Missouri’s political leadership attempted to effectuate this outcome when its General Assembly passed, and former governor Eric Greitens signed Senate Bill 19 on February 6, 2017. Had it taken effect on August 28, 2017, as intended, Missouri would have become the nation’s 28th right-to-work state. However, the state’s unions took advantage of Missouri’s referendum process. By filing sufficient signatures with Missouri’s secretary of state on August 18, 2017, the unions staved off implementation of the bill until and unless voters approve of it at the ballot box.
On May 17, 2018, the General Assembly scheduled the referendum vote for August 7, 2018. If the majority of Missouri voters ratify the legislature’s right-to-work statute, union security will no longer apply to the majority of U.S. workers. If the voters reject the right-to-work legislation, the prospects for right-to-work in Missouri will dim significantly. In that scenario, the next state that moves toward right-to-work status will likely have the opportunity to push the private sector U.S. workforce over the 50 percent threshold, unless population shifts accomplish that task first.

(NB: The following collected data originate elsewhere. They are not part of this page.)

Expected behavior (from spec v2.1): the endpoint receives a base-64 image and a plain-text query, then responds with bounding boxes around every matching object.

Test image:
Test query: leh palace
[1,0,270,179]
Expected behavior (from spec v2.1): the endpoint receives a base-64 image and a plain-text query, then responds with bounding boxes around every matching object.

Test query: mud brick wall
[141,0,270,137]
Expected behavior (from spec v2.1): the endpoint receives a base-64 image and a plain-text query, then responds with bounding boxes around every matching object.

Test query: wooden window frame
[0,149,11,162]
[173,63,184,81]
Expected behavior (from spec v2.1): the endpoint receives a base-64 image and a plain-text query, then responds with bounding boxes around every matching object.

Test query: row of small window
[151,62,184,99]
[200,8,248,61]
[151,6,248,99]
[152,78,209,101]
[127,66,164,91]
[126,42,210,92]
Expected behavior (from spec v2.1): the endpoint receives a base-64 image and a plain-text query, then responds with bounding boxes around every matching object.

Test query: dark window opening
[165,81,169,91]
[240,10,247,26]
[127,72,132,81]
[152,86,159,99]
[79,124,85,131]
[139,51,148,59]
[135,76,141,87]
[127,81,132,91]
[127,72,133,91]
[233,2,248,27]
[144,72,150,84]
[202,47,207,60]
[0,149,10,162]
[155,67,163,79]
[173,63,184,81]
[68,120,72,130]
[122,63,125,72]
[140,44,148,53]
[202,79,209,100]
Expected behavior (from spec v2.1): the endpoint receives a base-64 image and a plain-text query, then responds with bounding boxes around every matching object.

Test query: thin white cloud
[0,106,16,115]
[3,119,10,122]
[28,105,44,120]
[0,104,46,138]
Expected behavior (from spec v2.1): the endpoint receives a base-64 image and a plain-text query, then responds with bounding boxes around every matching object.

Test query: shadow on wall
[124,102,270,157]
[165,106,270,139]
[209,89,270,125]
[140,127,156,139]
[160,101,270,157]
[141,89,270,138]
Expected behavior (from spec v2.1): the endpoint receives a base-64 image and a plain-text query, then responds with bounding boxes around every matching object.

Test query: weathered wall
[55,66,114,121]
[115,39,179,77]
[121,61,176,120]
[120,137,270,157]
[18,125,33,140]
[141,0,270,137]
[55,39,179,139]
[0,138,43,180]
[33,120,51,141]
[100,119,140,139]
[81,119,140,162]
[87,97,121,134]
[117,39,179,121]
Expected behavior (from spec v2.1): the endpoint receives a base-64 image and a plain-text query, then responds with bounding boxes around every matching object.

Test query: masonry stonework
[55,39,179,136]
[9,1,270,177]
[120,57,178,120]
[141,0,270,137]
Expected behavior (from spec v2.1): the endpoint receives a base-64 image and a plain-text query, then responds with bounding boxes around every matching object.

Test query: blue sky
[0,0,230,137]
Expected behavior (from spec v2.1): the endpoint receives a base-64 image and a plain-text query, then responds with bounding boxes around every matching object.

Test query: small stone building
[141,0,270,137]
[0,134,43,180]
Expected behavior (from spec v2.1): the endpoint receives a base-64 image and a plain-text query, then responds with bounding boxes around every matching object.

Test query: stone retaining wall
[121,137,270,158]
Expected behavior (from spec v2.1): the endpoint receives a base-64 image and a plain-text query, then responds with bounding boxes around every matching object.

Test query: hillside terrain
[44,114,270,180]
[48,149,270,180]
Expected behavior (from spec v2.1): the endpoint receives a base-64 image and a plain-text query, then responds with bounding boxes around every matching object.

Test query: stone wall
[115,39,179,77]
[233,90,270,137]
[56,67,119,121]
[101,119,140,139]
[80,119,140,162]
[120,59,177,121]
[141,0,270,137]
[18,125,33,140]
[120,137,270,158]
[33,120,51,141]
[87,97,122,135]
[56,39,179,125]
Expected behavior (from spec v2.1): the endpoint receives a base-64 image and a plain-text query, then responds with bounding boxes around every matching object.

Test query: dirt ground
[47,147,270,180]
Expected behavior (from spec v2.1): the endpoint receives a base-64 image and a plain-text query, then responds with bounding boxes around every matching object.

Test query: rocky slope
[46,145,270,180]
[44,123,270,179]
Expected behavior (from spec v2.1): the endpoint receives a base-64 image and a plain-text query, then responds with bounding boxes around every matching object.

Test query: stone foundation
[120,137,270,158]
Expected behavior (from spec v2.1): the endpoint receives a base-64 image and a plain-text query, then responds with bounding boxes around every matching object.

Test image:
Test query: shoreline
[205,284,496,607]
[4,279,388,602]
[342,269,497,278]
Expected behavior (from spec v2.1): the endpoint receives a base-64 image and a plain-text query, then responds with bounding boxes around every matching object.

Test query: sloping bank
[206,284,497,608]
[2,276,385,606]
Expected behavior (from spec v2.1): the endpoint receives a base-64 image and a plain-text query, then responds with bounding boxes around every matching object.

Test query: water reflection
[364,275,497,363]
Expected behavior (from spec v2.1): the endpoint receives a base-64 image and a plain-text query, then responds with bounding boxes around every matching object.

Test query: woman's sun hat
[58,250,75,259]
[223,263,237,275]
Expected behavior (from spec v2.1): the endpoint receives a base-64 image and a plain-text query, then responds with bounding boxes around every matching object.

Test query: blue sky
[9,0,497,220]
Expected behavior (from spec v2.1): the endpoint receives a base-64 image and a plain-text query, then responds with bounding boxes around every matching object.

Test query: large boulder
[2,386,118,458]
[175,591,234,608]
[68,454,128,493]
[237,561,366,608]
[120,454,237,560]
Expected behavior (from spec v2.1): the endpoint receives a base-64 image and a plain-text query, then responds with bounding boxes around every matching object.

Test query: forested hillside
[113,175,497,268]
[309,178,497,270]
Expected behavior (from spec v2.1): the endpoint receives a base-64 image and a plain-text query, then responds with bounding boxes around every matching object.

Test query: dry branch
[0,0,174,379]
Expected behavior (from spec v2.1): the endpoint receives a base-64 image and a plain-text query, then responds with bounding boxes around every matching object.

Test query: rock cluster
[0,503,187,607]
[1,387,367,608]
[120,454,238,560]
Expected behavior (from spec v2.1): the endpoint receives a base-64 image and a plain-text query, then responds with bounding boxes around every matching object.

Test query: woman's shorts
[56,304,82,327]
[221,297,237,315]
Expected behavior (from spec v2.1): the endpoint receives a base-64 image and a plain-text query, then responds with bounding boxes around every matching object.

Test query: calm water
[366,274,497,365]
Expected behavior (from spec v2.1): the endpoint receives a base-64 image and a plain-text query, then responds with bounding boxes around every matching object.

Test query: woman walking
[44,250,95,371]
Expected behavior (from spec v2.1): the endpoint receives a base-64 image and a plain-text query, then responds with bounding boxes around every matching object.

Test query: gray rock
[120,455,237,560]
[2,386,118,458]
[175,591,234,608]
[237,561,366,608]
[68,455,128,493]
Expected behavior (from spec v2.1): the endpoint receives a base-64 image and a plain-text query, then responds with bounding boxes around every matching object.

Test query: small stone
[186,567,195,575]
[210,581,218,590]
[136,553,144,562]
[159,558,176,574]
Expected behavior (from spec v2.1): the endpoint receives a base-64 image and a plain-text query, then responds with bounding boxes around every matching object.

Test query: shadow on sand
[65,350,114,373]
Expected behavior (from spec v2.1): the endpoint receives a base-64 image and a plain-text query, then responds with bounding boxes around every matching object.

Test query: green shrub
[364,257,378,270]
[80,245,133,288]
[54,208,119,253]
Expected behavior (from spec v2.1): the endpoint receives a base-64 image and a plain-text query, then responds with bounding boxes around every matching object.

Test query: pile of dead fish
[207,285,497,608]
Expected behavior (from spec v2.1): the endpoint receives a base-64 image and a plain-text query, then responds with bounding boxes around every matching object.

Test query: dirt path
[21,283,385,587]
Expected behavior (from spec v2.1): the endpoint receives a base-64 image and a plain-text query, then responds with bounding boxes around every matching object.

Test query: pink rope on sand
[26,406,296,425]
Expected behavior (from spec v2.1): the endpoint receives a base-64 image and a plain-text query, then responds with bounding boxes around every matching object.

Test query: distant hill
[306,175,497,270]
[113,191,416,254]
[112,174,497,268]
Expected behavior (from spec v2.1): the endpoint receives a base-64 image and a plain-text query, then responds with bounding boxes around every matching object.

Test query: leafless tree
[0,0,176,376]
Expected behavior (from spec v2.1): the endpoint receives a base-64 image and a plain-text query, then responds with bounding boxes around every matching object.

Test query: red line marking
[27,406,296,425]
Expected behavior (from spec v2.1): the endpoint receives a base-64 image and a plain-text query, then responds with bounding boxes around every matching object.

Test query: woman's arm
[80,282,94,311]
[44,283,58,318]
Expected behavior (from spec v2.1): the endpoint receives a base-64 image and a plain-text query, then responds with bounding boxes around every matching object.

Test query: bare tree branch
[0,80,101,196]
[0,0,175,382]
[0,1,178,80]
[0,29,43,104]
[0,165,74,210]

The State Of Union Security
Faced with an inability to compel union dues of any variety in the public sector, coupled with the potential for yet another state joining the right-to-work movement, many unions must now contemplate the sustainability of their revenue streams. The inability to compel dues payments from large swaths of otherwise unwilling workers will inevitably leave a major dent in the unions’ balance sheets. Those consequences, in turn, could result in fewer organizing campaigns and arbitrations, less robust political advocacy, and more cooperative approaches overall. On the other hand, unions will face more pressure to convince workers to voluntarily pay dues, whether by highlighting the purported benefits of unionism, or through social pressure against “free riding.”
Regardless of the labor movement’s practical responses, the summer of 2018 already represents the lowest point for union security since Taft-Hartley’s enactment in 1947. Depending on the preferences of Missouri voters, that nadir may only deepen. Further right-to-work developments merit close observation, as does the labor movement’s responses to union security’s continued decline.